I have spent the last decade talking about problems. I suppose the reason is because it seems to have gotten me a lot of attention. It wasn’t like that at first, but it eventually turned out that way.

Let me explain…

Back in 2007 I decided that security was going to be my full-time job. I suppose what drew me to this was the explosion in connectivity, and having to spend a lot of my time, as a CIO, figuring out how to defend ourselves against attacks from all over the world. I became somewhat fascinated by the brazen geeks that seemed to have no end of interesting ways to penetrate my networks. I decided it would be fun to get into the security business.

My first project in my new role in technology was protecting a medical device from counterfeiting, using a combination of highly secure computer chips and Public Key Infrastructure (PKI). It took a while to get everything working well, but in the end, it all worked out. That company still uses that same solution a decade later.
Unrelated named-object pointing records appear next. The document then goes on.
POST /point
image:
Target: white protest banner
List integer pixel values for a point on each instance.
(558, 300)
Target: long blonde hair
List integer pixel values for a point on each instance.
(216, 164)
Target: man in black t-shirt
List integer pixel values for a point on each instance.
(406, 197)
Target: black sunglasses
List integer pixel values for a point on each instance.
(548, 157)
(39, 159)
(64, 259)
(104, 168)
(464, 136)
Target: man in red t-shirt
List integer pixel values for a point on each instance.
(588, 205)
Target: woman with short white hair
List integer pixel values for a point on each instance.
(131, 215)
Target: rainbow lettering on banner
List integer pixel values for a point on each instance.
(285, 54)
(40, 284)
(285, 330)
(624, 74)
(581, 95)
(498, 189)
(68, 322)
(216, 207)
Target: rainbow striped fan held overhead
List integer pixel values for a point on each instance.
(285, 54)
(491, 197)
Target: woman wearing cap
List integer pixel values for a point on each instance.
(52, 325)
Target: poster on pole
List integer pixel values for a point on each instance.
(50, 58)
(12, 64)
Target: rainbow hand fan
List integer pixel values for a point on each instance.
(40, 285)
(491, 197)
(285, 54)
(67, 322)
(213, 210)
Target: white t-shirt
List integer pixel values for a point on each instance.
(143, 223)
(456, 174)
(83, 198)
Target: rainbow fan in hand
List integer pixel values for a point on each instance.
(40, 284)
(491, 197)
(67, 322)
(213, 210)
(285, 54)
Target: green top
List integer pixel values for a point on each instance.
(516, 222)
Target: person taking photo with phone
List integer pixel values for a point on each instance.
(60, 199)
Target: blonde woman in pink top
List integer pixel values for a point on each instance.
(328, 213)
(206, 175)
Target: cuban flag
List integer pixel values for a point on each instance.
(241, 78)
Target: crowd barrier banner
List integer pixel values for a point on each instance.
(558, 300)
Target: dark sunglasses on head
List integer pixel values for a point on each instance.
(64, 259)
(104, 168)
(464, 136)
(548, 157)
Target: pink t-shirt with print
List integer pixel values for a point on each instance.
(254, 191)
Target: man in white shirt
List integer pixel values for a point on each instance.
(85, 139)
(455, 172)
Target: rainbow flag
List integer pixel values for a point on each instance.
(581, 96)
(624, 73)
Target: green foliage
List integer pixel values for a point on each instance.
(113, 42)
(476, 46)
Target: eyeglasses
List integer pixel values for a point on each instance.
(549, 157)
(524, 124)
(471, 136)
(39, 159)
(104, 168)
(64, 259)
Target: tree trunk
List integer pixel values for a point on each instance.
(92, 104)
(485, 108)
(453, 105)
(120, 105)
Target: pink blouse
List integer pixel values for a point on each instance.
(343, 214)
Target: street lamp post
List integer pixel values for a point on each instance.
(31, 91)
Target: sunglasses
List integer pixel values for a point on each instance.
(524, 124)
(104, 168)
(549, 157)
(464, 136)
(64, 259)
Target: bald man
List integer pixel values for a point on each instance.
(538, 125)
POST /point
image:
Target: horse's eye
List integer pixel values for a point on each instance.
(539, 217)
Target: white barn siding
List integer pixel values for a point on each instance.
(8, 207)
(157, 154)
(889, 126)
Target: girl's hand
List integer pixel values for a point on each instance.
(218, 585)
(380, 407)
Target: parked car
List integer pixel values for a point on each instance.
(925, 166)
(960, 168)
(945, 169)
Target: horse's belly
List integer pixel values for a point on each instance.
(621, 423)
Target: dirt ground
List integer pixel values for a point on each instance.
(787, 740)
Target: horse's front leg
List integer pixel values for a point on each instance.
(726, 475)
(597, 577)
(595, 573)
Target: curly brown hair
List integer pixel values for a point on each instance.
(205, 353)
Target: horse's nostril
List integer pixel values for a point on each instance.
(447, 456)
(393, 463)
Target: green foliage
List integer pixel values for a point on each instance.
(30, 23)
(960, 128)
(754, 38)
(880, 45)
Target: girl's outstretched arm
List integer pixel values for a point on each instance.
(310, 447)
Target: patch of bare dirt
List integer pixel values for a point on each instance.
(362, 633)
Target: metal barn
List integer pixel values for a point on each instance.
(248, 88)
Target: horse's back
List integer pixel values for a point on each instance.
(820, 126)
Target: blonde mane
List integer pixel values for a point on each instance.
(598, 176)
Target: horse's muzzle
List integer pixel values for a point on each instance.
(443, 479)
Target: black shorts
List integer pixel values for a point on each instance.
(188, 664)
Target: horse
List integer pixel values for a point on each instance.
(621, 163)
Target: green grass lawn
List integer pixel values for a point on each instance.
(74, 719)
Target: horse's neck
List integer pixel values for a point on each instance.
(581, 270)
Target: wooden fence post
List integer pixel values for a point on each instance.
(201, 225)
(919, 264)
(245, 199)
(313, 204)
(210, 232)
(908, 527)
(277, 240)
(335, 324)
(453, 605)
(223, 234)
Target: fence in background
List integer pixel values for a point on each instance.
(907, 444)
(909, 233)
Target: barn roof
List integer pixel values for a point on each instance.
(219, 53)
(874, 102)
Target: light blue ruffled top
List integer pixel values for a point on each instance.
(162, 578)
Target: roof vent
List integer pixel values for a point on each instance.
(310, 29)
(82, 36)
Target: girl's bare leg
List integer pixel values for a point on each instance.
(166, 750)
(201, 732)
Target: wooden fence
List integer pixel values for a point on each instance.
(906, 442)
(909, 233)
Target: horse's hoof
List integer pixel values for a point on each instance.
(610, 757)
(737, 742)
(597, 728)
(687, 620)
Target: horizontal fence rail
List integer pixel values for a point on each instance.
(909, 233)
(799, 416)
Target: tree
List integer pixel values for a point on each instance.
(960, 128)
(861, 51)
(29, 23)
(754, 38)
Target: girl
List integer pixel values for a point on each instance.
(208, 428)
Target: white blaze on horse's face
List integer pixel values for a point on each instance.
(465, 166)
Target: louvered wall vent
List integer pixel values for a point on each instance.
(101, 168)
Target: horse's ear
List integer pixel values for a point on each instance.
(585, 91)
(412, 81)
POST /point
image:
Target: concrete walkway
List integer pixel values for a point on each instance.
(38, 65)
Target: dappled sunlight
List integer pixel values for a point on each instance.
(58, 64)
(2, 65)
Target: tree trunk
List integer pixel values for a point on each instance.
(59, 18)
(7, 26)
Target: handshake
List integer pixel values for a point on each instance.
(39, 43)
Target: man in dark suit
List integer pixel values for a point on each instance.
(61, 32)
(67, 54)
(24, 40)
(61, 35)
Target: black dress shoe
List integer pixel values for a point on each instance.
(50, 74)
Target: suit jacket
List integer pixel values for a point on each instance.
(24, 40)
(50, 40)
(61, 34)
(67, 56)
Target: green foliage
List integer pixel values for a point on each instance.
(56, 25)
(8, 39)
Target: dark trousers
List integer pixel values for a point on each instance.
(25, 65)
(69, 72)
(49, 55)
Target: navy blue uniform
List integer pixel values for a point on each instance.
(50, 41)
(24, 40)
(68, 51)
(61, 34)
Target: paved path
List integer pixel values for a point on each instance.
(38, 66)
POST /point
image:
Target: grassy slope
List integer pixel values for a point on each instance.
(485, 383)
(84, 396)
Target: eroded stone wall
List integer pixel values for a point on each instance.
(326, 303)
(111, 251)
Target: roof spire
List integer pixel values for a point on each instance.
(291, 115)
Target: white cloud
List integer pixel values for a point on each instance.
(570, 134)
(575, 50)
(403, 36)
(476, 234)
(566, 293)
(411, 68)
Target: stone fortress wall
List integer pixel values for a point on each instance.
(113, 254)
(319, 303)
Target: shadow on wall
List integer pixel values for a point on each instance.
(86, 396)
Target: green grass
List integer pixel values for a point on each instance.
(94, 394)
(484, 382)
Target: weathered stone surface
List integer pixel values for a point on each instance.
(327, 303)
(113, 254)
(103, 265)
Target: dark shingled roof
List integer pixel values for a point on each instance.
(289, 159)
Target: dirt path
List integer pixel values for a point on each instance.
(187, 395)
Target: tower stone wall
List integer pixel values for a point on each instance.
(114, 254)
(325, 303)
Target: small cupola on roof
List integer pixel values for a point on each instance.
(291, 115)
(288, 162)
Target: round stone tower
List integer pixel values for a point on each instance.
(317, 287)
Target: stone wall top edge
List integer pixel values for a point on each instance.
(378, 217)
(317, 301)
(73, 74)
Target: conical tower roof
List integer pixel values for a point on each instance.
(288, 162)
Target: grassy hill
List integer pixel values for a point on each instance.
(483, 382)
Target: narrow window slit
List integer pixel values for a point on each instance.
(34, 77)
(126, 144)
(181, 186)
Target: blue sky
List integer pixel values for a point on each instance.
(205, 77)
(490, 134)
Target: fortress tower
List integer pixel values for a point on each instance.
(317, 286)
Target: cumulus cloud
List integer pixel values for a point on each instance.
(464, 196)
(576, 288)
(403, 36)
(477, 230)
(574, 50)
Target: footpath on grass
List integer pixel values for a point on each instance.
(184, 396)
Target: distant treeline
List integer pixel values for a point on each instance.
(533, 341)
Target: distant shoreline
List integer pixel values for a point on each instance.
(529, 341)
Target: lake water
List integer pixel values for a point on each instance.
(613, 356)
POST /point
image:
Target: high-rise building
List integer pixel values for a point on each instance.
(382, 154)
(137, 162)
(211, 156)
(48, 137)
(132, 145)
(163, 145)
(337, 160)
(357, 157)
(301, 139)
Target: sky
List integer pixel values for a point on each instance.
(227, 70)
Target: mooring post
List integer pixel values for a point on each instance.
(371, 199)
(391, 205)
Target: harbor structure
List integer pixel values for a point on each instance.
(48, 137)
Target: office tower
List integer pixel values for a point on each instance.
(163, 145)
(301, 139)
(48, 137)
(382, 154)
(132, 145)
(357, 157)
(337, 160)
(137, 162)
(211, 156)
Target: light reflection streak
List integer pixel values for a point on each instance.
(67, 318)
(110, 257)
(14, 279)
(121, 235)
I sensed an opportunity here, and went forth into the world trying to convince anyone who would listen (and hopefully buy from us) that PKI was an absolute must in any connected device. I ended up with a lot of painful dismissal, mostly in the form of polite “thank you…we’ll let you know if we need anything like that” replies, and the more than occasional “we are not really interested in security” slap in the face. As it turned out, nobody seemed to think security was their problem. It was always someone else’s problem, and the few jobs we did get was when we ran into that “someone else” that had a problem. 

Ahhh yes…those were the days of four for a dollar ramen noodles and store brand sodas. My how things have changed for the security professional.

What I discovered was I first needed to focus on pointing out the problem, and latched onto the security research community (aka hacker community) for some insight on where things were going. I’m not talking about sitting around with a bunch of folks with multiple piercings and fluorescent hair, enjoying pizza and sodas while they figured out ways to break into things. I am talking about working with researchers that were funded by academia, like Dr. Kevin Fu, who made the news by hacking into a defibrillator while at a university in Massachusetts, and presenting a paper at an IEEE conference (I was there when he presented it). I got to chat with Jay Radcliffe, who made headlines hacking an insulin pump, and the late Barnaby Jack, who turned heads by hacking…everything. I hung out with Dr. Charlie Miller and Chris Valasek, who made national news by hacking a Jeep remotely while it was being driven, and buddied up with Billy Rios, who jointly delivered some vulnerability reports with me to DHS ICS CERT. I used the knowledge from these interactions to build my case, and certainly enjoyed the lifestyle it allowed me to live as the world of cybersecurity became a spectator sport. It was, and still is, a good time.

Back then, in the early days, we all would sit back and wax poetic on what was to come. We all knew it back then. We were researching the world of cybersecurity day and night, and we all knew it was going to get really bad someday. As things got progressively worse, we revelled in our sometimes public and often silent “I told you so’s”. I mean, who doesn’t like being right?

Then things started to change…at least for me. As things started to get really bad I began realizing that being right about how bad things are was no longer as fun as it once was. The attacks were getting bigger and far more serious, and I realized that pointing out the problems was nothing more than pouring salt into what had become a gaping cybersecurity wound…or perhaps even just several million small cuts, which are just as bad. Moreover, I noticed people began listening to my advice…that same advice I tried giving a decade ago. This made me feel good.

It occurred to me that the world was ready to consider solutions, and it was time for me to make the move back into the solutions space. Some of the folks I knew at DigiCert began recruiting me, and I decided I was ready to come back to where I began. Here was an organization that was actively delivering what I knew everyone needed a decade ago, but this time everyone we spoke with knew why they needed to solve the problem. In the end, it is better to be loved, to be sure.

I am thankful for the time I got to spend with the research community, and those ties will never go away. It was that community that helped me get the message out, and many of those, who began their lives as thorns in the sides of many connected industries, are now focusing on solving the problem. Charlie Miller and Chris Valasek are helping the auto industry secure vehicles. Billy Rios is building products and services to help clients address security issues. I am now working with the world’s leading trust company to help others implement better and more robust security.

Those early days were hard, and lonely, and nobody seemed to listen. I wouldn’t have wanted it any other way, in retrospect. While the world slowly came to the realization they needed our help, we continued to hone our skills, and now are ready to work with the industries that need to secure their systems and devices. It may take a while, but we will eventually get this all under control. After all, it was part of the plan all along.